The investigation turns on a murder that closes in on Mabuse’s plans all working in tandem to create chaos. While watching the first Dr. Mabuse, I was struck at the similarity between the titular character’s outlook on life, the embrace of anarchy, and Christopher Nolan’s take on the Joker in The Dark Knight. Well, reading up on this film, I was not terribly surprised to see that Nolan had used The Testament of Dr. Mabuse as a direct inspirational tool for his brother’s script. It makes sense. Mabuse himself has, essentially, just one scene of dialogue, as a ghost, and it’s wildly compelling where he details his embrace of the vision of a world reigned by crime.
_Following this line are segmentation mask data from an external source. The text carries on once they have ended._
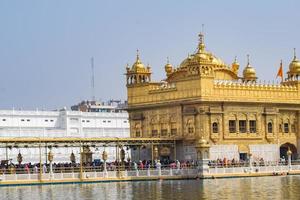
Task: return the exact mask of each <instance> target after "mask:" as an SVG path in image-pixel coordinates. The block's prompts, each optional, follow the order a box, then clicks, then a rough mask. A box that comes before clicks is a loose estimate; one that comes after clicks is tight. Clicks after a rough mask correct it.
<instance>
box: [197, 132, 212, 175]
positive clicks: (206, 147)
mask: <svg viewBox="0 0 300 200" xmlns="http://www.w3.org/2000/svg"><path fill="white" fill-rule="evenodd" d="M195 146H196V151H197V162H198V176H200V177H204V175H205V174H208V173H209V166H208V162H209V148H210V145H209V143H208V142H207V141H206V140H205V139H204V138H203V137H202V138H201V139H199V140H197V141H196V145H195Z"/></svg>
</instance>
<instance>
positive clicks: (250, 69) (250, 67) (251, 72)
mask: <svg viewBox="0 0 300 200" xmlns="http://www.w3.org/2000/svg"><path fill="white" fill-rule="evenodd" d="M247 57H248V64H247V66H246V67H245V69H244V71H243V77H244V80H256V79H257V77H256V71H255V69H254V68H253V67H252V66H251V65H250V63H249V55H247Z"/></svg>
The confluence of storylines, including an escape from a room that involves flooding it before an explosion, is quality thriller stuff as characters come together to find the real power behind the curtain.
I enjoyed the film, probably more than the first film, but I feel a conflict within the storytelling that I can’t quite get past. Very coincidentally, I’m currently reading the Joseph McBride book Billy Wilder: Dancing on the Edge, and I’m on the part where he describes Wilder’s time at Ufa at the same period that Lang was making his final German films (the two fled Germany within a few months of each other, both stopping in France for a short time before heading to America). McBride describes the kind of films that audiences and the studios were trying to make, and they were light films. Operettas and melodramas designed to distract the people from their economic plights and push their own personal concerns in favor of needs of the state. The Testament of Dr. Mabuse does none of these things. It’s far more pessimistic about the state of affairs in Germany at the time, and its ending, while leading to the good guys winning over Mabuse’s spirit, is not uplifting in any way shape or form. Mabuse essentially enters hibernation, ready to strike again later. If you consider Mabuse a metaphor for Nazi-ideology, like the Nazis pretty obvious did since the film was very quickly banned (not seen in Germany until 1961), then it’s a warning against the state of Germany in 1933, not trying to lull the populace back to sleep.
That’s a very interesting subtext to the film which I do appreciate, but I still stumble a bit around Thomas’ storyline and the preference of thriller mechanics over a tighter focus on how Mabuse influences Baum.